The Forgotten Soldiers of the Civil War

Paula Naujalis is a genealogist and club member that has come across a number of Civil War soldiers that aren't famous and thus forgotten.

There are a lot of reasons why Civil War soldiers are sought out and honored. But some are recognized more than others. There are the ones whom we genealogists find in our respective ancestry and choose to honor and remember. Less commonly, there are the soldiers who played an important part in a key battle. Rarer still are those who kept war diaries later discovered and considered historical documents.

But the vast majority of those who served weren't heroes and did not do anything famous. And some never left descendants. In my genealogy, I have a John Crans (Cranz, Crantz, Crance—pick a spelling, any spelling) who was the right age to serve.
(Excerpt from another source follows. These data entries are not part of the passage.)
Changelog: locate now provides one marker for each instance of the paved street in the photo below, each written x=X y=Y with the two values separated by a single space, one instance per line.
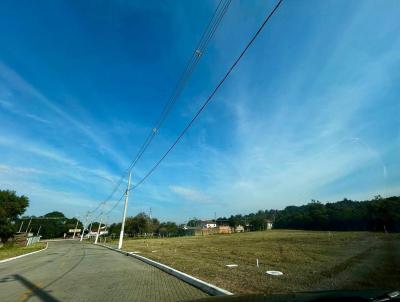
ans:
x=72 y=271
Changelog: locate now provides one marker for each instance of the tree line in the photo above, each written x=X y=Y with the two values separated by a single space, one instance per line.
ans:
x=377 y=214
x=144 y=225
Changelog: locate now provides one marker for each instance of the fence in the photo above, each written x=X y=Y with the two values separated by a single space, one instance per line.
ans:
x=32 y=240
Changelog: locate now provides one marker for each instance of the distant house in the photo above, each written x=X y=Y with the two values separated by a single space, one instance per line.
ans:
x=239 y=229
x=224 y=229
x=208 y=224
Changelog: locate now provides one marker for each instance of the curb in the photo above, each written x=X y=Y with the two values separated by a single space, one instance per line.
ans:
x=200 y=284
x=23 y=255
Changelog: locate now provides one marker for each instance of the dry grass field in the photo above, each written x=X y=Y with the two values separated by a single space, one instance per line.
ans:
x=12 y=251
x=309 y=260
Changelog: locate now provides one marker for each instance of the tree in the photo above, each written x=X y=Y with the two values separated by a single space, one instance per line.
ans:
x=194 y=222
x=11 y=206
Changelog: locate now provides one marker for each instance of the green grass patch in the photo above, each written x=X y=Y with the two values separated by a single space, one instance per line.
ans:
x=9 y=251
x=305 y=257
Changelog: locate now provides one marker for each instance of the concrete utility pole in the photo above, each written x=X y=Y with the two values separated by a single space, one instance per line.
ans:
x=73 y=237
x=86 y=220
x=20 y=227
x=121 y=235
x=98 y=230
x=29 y=224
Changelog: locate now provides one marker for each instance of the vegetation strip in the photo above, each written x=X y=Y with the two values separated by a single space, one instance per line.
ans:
x=23 y=255
x=200 y=284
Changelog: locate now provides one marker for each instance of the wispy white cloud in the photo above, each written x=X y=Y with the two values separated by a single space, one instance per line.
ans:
x=13 y=81
x=191 y=194
x=11 y=108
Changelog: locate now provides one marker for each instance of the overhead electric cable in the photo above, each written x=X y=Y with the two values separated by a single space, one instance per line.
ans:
x=207 y=35
x=210 y=96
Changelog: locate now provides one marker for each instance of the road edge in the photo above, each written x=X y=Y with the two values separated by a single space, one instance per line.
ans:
x=24 y=255
x=200 y=284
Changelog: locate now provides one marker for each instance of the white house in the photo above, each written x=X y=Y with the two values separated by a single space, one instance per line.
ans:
x=209 y=224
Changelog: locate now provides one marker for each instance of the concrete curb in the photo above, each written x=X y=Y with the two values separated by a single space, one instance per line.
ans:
x=23 y=255
x=200 y=284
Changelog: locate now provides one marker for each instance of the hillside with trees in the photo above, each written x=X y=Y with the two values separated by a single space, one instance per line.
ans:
x=378 y=214
x=11 y=207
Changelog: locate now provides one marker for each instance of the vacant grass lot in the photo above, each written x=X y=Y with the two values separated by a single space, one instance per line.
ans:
x=309 y=260
x=12 y=251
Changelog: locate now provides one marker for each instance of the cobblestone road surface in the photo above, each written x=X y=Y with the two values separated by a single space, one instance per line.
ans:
x=74 y=271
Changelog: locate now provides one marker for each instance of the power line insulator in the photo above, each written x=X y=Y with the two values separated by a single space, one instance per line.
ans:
x=198 y=53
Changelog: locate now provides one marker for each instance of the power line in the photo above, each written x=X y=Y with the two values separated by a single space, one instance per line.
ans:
x=210 y=96
x=207 y=35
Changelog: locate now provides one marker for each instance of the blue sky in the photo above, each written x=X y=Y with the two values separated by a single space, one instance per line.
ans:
x=311 y=112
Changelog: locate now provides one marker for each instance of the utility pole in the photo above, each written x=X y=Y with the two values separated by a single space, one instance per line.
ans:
x=20 y=227
x=30 y=220
x=121 y=235
x=86 y=220
x=73 y=237
x=98 y=230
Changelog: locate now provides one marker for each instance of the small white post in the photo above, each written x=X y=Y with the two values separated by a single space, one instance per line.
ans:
x=98 y=233
x=27 y=228
x=73 y=237
x=121 y=235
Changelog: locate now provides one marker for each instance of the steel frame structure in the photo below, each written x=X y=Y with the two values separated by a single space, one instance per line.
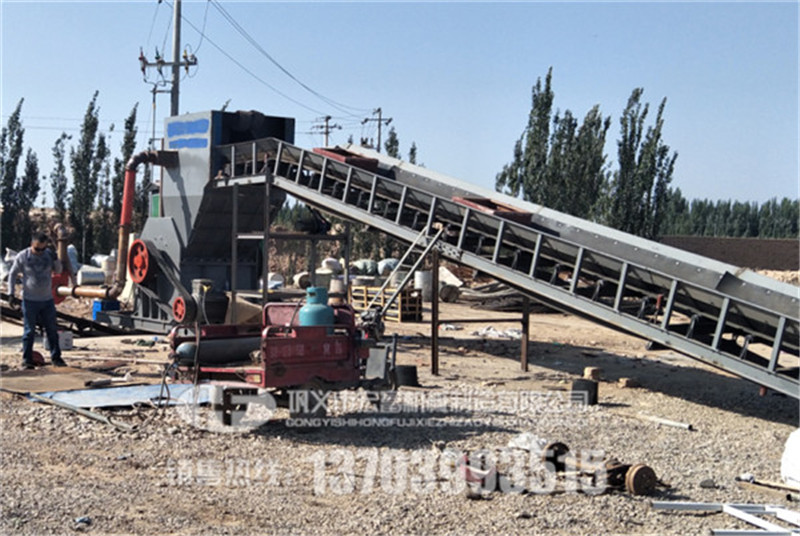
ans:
x=616 y=279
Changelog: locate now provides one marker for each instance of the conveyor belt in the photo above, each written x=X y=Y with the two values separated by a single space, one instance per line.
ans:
x=727 y=317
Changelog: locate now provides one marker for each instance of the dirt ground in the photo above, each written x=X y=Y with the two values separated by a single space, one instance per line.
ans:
x=62 y=472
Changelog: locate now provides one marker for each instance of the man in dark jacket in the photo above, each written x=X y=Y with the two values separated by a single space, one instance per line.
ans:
x=37 y=264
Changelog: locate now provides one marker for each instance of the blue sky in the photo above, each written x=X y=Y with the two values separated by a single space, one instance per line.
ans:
x=454 y=76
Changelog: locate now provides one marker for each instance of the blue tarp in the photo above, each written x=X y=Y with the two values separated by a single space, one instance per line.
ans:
x=129 y=395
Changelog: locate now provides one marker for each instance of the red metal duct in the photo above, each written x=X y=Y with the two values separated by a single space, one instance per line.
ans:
x=159 y=158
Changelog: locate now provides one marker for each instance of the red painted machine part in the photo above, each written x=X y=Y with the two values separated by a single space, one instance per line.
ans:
x=179 y=309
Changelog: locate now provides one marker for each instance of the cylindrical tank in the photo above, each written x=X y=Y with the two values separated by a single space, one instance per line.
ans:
x=423 y=281
x=316 y=311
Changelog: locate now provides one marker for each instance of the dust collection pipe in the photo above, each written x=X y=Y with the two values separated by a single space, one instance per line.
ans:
x=159 y=158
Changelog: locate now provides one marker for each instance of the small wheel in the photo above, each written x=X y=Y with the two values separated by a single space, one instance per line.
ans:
x=554 y=456
x=640 y=480
x=139 y=261
x=183 y=310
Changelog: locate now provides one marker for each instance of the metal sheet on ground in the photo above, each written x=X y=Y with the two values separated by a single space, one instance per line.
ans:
x=129 y=395
x=48 y=379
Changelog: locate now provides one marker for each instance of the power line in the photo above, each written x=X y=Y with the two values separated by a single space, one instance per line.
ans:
x=326 y=127
x=380 y=121
x=248 y=71
x=339 y=106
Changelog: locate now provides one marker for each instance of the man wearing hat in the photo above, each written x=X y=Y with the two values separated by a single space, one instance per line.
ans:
x=37 y=264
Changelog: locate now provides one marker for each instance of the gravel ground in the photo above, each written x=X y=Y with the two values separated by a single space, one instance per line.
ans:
x=171 y=477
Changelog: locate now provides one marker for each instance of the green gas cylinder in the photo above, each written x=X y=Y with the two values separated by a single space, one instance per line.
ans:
x=316 y=311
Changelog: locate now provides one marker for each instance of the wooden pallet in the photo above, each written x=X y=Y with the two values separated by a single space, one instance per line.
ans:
x=406 y=308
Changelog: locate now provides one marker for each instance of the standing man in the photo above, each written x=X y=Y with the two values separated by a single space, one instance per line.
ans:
x=37 y=264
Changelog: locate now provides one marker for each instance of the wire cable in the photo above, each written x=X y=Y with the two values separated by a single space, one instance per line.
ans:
x=339 y=106
x=248 y=71
x=203 y=31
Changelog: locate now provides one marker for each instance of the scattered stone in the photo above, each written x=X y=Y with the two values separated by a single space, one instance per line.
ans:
x=708 y=483
x=627 y=383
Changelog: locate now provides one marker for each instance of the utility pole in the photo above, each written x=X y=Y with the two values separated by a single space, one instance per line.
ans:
x=176 y=63
x=381 y=121
x=326 y=128
x=176 y=58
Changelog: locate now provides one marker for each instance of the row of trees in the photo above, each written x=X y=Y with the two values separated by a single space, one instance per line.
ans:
x=559 y=162
x=703 y=217
x=89 y=203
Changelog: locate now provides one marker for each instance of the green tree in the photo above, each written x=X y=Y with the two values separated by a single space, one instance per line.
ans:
x=526 y=175
x=640 y=186
x=58 y=177
x=128 y=148
x=103 y=218
x=11 y=139
x=27 y=190
x=558 y=162
x=85 y=168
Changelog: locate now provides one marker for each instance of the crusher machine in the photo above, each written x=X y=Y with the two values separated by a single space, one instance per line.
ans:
x=723 y=315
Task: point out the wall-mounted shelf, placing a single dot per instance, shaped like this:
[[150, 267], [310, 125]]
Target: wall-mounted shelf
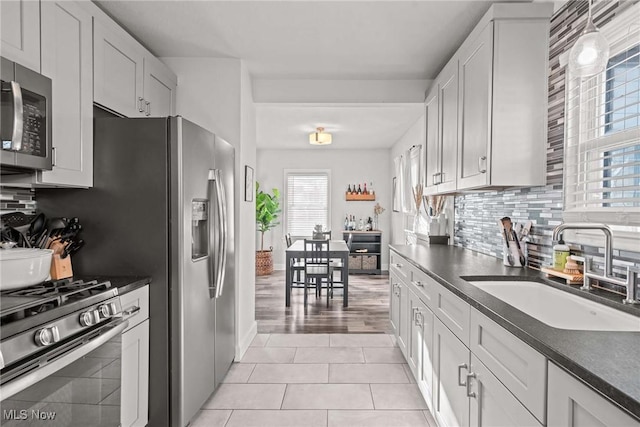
[[359, 197]]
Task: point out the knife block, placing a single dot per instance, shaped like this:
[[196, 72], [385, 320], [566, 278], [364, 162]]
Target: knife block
[[60, 267]]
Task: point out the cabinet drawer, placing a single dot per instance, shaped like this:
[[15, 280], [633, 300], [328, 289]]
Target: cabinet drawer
[[135, 306], [453, 312], [400, 266], [424, 286], [492, 404], [519, 367]]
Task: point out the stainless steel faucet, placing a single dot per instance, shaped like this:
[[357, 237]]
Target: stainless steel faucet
[[633, 273]]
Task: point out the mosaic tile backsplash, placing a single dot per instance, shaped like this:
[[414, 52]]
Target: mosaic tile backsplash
[[476, 214]]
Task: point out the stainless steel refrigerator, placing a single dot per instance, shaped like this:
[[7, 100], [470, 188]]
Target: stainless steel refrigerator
[[162, 205]]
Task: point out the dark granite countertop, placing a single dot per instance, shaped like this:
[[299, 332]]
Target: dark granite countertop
[[607, 361]]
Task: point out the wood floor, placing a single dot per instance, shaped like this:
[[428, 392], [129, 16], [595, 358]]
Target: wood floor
[[368, 310]]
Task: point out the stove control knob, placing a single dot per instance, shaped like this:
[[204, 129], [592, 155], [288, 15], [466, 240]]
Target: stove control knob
[[105, 311], [47, 336], [87, 318]]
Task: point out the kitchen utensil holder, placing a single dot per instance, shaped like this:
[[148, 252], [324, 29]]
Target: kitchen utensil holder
[[61, 267], [515, 254]]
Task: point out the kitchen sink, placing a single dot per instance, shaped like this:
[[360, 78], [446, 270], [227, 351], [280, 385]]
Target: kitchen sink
[[559, 309]]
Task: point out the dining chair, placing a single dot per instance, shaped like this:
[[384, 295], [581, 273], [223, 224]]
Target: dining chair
[[337, 263], [297, 266], [317, 266]]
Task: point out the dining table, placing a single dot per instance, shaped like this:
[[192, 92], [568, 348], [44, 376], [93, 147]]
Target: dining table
[[338, 249]]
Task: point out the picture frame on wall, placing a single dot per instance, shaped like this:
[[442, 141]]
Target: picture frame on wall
[[396, 198], [248, 184]]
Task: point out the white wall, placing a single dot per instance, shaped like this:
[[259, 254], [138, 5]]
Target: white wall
[[415, 135], [347, 167], [216, 94]]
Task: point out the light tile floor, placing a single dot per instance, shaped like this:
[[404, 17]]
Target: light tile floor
[[324, 380]]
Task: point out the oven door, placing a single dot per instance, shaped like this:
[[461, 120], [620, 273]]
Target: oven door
[[77, 385]]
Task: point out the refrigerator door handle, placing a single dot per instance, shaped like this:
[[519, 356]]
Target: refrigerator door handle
[[222, 215], [213, 243]]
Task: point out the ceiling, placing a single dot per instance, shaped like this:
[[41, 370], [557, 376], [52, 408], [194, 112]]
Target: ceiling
[[312, 40], [355, 127]]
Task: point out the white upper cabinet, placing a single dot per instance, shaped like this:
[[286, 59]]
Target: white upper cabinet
[[20, 32], [127, 78], [475, 105], [442, 131], [487, 109], [118, 69], [66, 59], [503, 99], [159, 88]]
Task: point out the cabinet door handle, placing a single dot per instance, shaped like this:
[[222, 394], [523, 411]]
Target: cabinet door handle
[[470, 393], [482, 159], [460, 368]]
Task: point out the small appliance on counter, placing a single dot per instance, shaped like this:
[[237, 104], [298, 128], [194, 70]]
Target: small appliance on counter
[[34, 236]]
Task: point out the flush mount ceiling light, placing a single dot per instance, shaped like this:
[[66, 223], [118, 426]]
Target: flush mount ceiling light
[[590, 53], [320, 137]]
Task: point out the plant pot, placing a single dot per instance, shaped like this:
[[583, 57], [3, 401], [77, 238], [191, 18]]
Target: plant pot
[[264, 263]]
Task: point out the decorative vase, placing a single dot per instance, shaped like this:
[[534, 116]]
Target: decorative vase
[[264, 263]]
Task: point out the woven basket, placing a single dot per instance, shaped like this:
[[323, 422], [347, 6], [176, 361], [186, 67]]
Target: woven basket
[[264, 263]]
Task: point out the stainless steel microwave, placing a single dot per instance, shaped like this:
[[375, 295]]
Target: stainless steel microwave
[[25, 119]]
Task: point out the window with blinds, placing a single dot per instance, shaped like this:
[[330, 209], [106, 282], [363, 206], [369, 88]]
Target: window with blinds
[[307, 201], [602, 160]]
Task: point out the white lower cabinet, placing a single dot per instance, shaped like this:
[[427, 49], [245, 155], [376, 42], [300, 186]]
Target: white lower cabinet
[[473, 372], [571, 403], [134, 394], [491, 403], [450, 368], [394, 303], [135, 376], [420, 346]]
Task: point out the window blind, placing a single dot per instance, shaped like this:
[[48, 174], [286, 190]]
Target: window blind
[[602, 160], [307, 202]]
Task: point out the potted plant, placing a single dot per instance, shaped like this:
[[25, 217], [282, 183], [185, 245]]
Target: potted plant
[[267, 211]]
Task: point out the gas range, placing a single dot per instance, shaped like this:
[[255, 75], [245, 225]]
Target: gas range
[[42, 322]]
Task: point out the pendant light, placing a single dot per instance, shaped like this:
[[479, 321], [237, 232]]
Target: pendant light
[[320, 137], [590, 53]]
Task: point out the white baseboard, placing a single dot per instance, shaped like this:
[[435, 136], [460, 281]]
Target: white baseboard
[[243, 345]]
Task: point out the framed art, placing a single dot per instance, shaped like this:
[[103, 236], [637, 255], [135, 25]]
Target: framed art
[[248, 184]]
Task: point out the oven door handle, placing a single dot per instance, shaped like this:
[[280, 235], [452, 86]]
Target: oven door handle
[[23, 382]]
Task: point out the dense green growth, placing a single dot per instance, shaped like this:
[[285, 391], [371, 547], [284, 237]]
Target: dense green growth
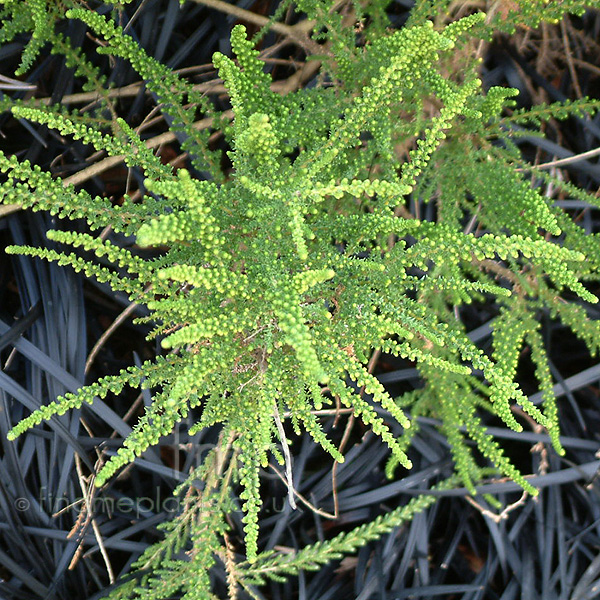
[[279, 280]]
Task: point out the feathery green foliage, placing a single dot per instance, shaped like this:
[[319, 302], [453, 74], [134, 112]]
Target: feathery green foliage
[[278, 282]]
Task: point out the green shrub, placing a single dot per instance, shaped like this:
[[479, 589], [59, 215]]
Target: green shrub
[[277, 282]]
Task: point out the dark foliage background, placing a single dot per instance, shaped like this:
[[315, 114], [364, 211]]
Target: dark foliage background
[[54, 546]]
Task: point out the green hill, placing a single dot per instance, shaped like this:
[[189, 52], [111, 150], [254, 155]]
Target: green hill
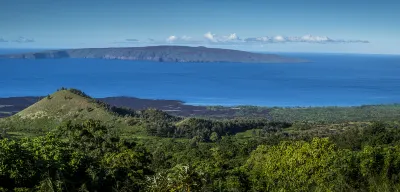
[[65, 104], [61, 106]]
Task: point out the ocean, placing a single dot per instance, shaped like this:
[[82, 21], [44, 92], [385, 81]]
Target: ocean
[[328, 80]]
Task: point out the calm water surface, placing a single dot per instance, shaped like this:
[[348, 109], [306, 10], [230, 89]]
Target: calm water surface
[[330, 79]]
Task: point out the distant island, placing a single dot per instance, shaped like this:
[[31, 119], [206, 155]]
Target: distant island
[[160, 54]]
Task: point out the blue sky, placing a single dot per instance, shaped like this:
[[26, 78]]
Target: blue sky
[[356, 26]]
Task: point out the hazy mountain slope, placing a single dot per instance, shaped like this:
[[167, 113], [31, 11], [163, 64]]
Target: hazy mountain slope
[[161, 54]]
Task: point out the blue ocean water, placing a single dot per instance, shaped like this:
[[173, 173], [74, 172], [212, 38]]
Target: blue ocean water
[[329, 80]]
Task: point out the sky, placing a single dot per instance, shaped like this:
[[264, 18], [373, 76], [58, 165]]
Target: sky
[[340, 26]]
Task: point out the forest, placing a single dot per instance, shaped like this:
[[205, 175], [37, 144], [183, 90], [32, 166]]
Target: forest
[[71, 142]]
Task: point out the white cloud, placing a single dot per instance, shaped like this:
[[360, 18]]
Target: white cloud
[[299, 39], [221, 39], [210, 37], [24, 40], [171, 39], [186, 38], [132, 40], [181, 40], [234, 39]]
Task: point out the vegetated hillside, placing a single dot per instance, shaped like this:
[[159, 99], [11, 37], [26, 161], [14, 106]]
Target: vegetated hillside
[[161, 54], [65, 104]]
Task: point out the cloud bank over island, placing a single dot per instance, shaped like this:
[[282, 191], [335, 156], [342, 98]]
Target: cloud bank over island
[[24, 40], [210, 38]]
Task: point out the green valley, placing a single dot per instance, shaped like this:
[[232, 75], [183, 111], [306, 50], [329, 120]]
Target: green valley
[[69, 141]]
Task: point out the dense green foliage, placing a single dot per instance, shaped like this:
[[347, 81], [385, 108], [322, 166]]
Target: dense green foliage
[[89, 156], [58, 145]]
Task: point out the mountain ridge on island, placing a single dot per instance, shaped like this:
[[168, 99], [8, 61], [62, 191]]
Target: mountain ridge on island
[[160, 54]]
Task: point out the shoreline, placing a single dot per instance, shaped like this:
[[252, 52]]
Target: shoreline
[[12, 105]]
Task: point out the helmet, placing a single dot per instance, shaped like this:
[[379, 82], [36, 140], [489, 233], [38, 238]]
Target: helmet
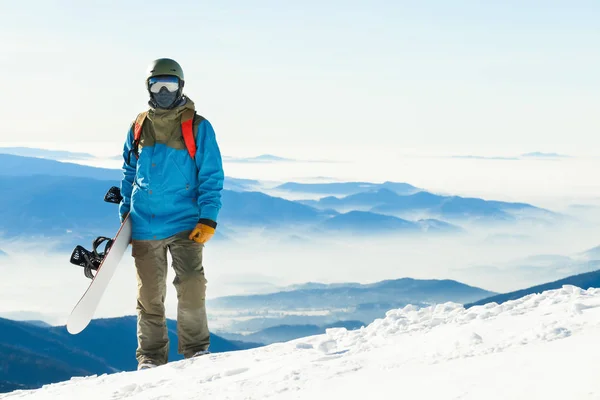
[[165, 66]]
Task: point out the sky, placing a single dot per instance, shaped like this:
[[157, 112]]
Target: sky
[[333, 79]]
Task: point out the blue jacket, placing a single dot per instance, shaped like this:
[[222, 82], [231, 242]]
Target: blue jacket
[[165, 191]]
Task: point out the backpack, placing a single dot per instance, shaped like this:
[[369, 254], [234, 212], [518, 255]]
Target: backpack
[[189, 121]]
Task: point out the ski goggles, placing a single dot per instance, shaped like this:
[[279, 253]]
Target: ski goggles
[[158, 82]]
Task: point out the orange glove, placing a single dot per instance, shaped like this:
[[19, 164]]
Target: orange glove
[[202, 233]]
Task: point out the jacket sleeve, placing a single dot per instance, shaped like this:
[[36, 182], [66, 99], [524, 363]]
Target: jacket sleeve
[[129, 169], [210, 173]]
The only soldiers I find with similar names either died during the war or did not fit the other criteria needed. Whether he served or not may always be a mystery. But while researching the rest of his family members I came across two of his brothers who did serve, and die, in the service of the Union.

David Crans and Julius Crans were born in Ohio to James Crans and Elizabeth Thomas. David, the elder son, was born about 1844. He joined the 102nd Regiment of Ohio Volunteers and has a military file at the National Archives and Records Administration.

We know from this report that David had blue eyes, light hair and a fair complexion. That he was a farmer who, at about age 18, joined Company K of the 102nd Regiment of Volunteers of the State of Ohio. We don't know what prompted David to enlist. Perhaps, as his file indicates, he joined in September 1862 at Camp Mansfield, a Union military training base in Ohio. The timing would parallel the invasion of Robert E. Lee's Army of Northern Virginia, which had crossed into Maryland on Sept. 3 after Lee's stunning victory at Second Bull Run days earlier.

Or perhaps, as the record notes, David was mustered into service with others in August near Savannah, Ohio, by Union Capt. J.M. Sloan, who apparently was scouring the countryside for recruits. Whatever the case, we know David was "discharge[ed] by reason of death which occurred on the 6th day of Feb eighteen hundred sixty four (1864)."

David did not die in battle—he died of smallpox in an Army hospital in Nashville, Tenn. NARA records are all that remain of his life. Will anyone ever research this young man's life? Doubtful. He did not leave descendants, did nothing momentous, and died in obscurity. But his image lives on in a carte de visite.

David's younger brother, Julius, joined Company D, 100th Infantry Regiment Pennsylvania. His military record from the National Archives consists solely of muster cards. It states that he enlisted Aug. 28, 1861 in Beaver County, Pa. Aside from this, all we know of Julius is that he, too, took sick and died in the service, in Beaufort, S.C. He also has a carte de visite.